I continued with a very very slow preparation that morning, with it being dry and all and having not done the changes to the hammock I had intended. It was a very very slow start (I mean it), I continued on through the prairie type land, flat long roads, with little and nothing to be seen.  I loved it! I continued into Cedar City, found somewhere to have breakfast and then continued up into the mountains toward Bryce Canyon, the temperature continued to drop and the weather continually got worse, about 20 miles after Cedar City, I started riding past snow drifts and decided to put my rain-suit on. While I was getting geared up a car coming down tells me to turn around due to the snow being 5 inches deep on the road, and the snow plough wasn’t out plus heavy fog. I wondered if he was exaggerating but after looking at alternative routes to Bryce Canyon a while a police office came and told me to turn around.

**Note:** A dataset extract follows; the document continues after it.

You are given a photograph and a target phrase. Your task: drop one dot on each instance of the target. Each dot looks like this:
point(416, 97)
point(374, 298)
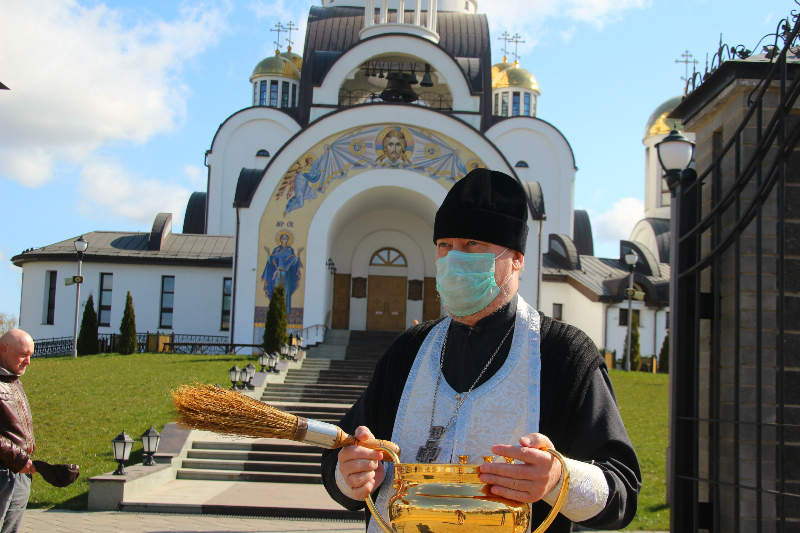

I had to consider my options given the mountain range was the same elevation all the way along down to St. George. I decided to ride down to Zion National Park instead; However, this involved (if following my rule of not riding motorways/interstates/highways) I’d need to return the road I had ridden this far all the way back to St. George. I was so disappointed in this decision but seemed like the only option. As I left Cedar City again in direction for Enterprise when the rain became ice rain, as I continued further my boots started to leak. My feet soon became numb, after another hour or so I became so uncomfortable I decided to pull over and do some excises to warm up. Unfortunately, this didn’t go well for me, given the slope of the area I pulled over at, and the way my panniers were packed I couldn’t clear the floor well enough to prevent myself from falling as a strong gust threw me over.

Fall

I spent a few minutes hauling the bike, but with the broken ribs and my back pain I didn’t have the strength to lift the bike. With fuel spilling out, in the middle of nowhere I was going mad, my flimsy little bike that I couldn’t pick up. A few trucks drove on past, but eventually one pick-up pulled over and the kind man helped me up. I was incredibly thankful. I had been stuck there with no way to lift the bike up and no way to move.

I continued on my way, and as I approached St. George I wondered with my back pain how much further I could go and where I would be camping that night. The hauling of the bike really didn’t work too well for me and eventually a few miles out-of-town I decided to call on Tyler again (I was so humbled at this time)… I needed help again and I was asking the same guy who helped me out just a few days before putting me up in his house with his family.

Anyhow I’m sat here in St. George feeling rather useless everything hurts, and I feel like a mess. 🙁

3 comments

  1. Neil, please don’t beat yourself up about the series of events that have lead up to you being unable to continue – for the moment. Remember Africa & what happened to Matt & Karen (sorry can’t remember her name) but she broke her wrist/arm going over the desert. Unforseen mishaps. You’ll get better soon (but rest with gentle exercise & yoga) is what is needed.

  2. Neil,
    To coin the phrase made popular by Halfthrottle, “It wouldn’t be an adventure if everything went right”. Take your time, let your body heal, you will know when it’s time to forge ahead again. Delay if you can, it will improve our chances to hook up and make it to the cabin. It’s still pretty gnarly up in the mountains. Maybe a short trip South before coming up North again is an option?

  3. Wow. A great post. This is like a real adventure story. Now we need a happy chapter where the hero beats the odds and gets the girl. Well gets back on his bike anyway. Go for the yoga!